Le baril de Brent a franchi la barre des 108 dollars, entraînant une nouvelle hausse des prix des carburants. Selon les données du Touring Club Suisse (TCS), le litre d’essence sans plomb 95 coûte actuellement en moyenne 2,05 francs, tandis que le diesel atteint 2,30 francs le litre.
Pour un véhicule équipé d’un réservoir de 50 litres, la facture dépasse désormais les 100 francs pour un plein d’essence. Du côté du diesel, le niveau actuel se rapproche dangereusement du sommet atteint après le début de la guerre en Ukraine. En 2022, le litre d’essence sans plomb 95 avait atteint un record de 2,31 francs, alors que le diesel avait culminé à 2,40 francs. Le nouveau record pourrait donc tomber prochainement.

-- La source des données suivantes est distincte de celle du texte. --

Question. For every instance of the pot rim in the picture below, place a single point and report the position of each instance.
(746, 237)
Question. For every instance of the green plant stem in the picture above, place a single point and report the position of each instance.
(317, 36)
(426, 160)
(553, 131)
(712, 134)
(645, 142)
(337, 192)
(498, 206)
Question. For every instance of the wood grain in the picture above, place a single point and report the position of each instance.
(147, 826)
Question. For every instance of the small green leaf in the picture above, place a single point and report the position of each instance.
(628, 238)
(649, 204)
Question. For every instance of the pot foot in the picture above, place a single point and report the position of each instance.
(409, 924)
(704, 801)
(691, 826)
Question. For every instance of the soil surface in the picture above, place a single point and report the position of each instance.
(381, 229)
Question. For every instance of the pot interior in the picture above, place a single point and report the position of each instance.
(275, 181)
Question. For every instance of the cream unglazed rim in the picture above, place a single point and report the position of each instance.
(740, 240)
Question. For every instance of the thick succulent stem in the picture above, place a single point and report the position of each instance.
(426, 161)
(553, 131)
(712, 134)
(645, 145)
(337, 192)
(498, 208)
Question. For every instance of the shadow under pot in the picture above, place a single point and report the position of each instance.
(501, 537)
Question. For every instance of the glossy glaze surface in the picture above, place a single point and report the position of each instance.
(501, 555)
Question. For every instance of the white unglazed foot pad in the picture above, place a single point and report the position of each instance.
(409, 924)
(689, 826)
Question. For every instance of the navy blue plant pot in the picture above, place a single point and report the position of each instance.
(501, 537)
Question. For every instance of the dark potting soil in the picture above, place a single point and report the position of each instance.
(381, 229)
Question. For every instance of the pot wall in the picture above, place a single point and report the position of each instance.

Le diesel particulièrement touché par la flambée des prix
Les conducteurs de véhicules diesel sont les premiers à subir cette nouvelle hausse. Contrairement à l’essence, utilisée principalement pour les voitures particulières, le diesel joue un rôle central dans de nombreux secteurs économiques.
«Le diesel a de nombreuses applications dans l’agriculture, la construction et le transport de marchandises. Dans certains pays, il est également utilisé pour la production d’électricité», expliquait Marco Wölfli, porte-parole du TCS, cité par Blick.
Cette demande plus large rend le diesel particulièrement sensible aux tensions internationales. Les marchés anticipent déjà de nouvelles hausses dans les prochains jours.
«Cela signifie que le diesel va probablement coûter quelques centimes de plus cette semaine», estime Marco Wölfli. Pour l’essence, la situation est moins tendue sur les marchés, mais une progression des prix reste possible.
Le mazout grimpe aussi avant l’hiver
La hausse ne concerne pas uniquement les automobilistes. Le prix du mazout repart également à la hausse, ce qui inquiète les ménages qui chauffent encore leur logement avec cette énergie.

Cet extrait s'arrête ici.